Bhat saw six patients on this day from various parts of the state — something that wouldn’t have been possible had he spent hours traveling. “It saves a ton of time,” he said.
By next year, MAO and two partner clinics elsewhere in the state will have a total of six telemedicine sites. The expansion will allow the clinics to provide remote care to more than two-thirds of the state’s counties. The program, which is funded by MAO, the federal government and the national group AIDS United, will initially run for three years at a cost of $2.4 million.
In another attempt to lessen the HIV/AIDS rate, Louisiana has instituted “opt-out” HIV testing in prisons and county jails, as well as state public health clinics. For these tests, providers assume that all patients want the test; patients who don’t want to be tested can opt out. The number of tests increased from 60,000 in 2007 to nearly 100,000 in 2010. Of those tested, about 1,000 were positive.
“These are people who may not have gotten tested on their own,” Gruber said. The state is working to expand the opt-out approach to public hospital emergency rooms, which would further increase the number of tests.
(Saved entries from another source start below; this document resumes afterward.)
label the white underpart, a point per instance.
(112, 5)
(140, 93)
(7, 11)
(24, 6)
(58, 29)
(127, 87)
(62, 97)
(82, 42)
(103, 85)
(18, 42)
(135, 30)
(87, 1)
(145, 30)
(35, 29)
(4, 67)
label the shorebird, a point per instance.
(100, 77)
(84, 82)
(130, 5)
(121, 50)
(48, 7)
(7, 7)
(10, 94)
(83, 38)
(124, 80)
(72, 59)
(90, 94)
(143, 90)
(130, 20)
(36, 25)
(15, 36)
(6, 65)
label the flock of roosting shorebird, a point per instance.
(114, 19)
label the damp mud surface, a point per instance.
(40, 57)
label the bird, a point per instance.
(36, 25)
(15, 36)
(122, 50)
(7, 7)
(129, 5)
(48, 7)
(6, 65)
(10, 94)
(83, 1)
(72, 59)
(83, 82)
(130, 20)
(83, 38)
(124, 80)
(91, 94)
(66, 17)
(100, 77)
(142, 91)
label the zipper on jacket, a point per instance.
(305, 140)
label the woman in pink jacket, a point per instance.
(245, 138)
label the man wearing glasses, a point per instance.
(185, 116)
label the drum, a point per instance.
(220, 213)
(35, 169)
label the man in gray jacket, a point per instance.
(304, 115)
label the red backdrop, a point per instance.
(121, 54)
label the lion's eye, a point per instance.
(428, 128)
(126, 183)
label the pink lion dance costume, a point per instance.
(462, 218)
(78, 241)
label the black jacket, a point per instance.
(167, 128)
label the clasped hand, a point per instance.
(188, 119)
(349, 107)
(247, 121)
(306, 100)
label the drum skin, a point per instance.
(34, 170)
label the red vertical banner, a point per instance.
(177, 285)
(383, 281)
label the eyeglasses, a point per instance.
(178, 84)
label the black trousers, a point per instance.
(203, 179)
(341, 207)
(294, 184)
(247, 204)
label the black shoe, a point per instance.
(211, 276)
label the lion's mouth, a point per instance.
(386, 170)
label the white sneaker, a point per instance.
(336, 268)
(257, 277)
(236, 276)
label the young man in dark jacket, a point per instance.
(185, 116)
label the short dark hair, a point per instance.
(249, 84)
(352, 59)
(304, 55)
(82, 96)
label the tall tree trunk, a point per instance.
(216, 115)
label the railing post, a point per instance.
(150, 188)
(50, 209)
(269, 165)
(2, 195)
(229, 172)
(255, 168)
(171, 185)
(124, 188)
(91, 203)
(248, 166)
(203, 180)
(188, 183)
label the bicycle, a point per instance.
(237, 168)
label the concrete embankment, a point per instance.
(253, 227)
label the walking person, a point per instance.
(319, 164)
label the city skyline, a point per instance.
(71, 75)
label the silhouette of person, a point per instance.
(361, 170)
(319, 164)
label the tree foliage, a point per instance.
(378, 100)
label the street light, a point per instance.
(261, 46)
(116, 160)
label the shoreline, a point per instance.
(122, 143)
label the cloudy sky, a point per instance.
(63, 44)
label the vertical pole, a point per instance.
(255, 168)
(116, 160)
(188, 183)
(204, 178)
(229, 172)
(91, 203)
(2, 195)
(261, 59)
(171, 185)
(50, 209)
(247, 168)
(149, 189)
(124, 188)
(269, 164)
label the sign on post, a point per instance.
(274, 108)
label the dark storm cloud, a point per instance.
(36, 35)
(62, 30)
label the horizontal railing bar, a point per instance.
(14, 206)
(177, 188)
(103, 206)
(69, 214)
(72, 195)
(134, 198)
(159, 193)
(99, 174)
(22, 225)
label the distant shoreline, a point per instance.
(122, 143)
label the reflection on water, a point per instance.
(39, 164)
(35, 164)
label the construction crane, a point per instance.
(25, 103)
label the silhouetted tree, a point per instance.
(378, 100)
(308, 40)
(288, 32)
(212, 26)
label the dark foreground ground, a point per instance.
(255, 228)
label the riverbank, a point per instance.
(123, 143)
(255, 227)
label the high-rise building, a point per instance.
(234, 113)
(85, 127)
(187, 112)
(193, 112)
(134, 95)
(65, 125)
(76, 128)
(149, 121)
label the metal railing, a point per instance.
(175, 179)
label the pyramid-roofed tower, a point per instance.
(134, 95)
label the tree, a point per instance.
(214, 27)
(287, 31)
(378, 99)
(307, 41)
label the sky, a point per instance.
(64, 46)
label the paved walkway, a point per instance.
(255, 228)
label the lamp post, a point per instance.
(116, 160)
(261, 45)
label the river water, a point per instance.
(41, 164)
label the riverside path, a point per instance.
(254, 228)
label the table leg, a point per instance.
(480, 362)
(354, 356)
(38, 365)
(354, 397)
Many who work with HIV patients including Saag, the Birmingham HIV clinic director, are trying to win over churches. Many say that churches in the South often foster HIV stigma, presenting the disease as part of a sinful gay lifestyle. Saag and others are working to persuade pastors to see HIV as a health problem rather than a moral issue. Some observers are hoping that the new Affordable Care Act will improve HIV care in the South, and elsewhere, by increasing funds for Medicare and Medicaid recipients.
Wherry, the Selma outreach worker, says success depends on a much wider acknowledgment that HIV is a real problem in the South. “People think if they ignore this, it will go away. It’s the elephant in the room,” he said. “We could get a handle on this virus if we just faced it.”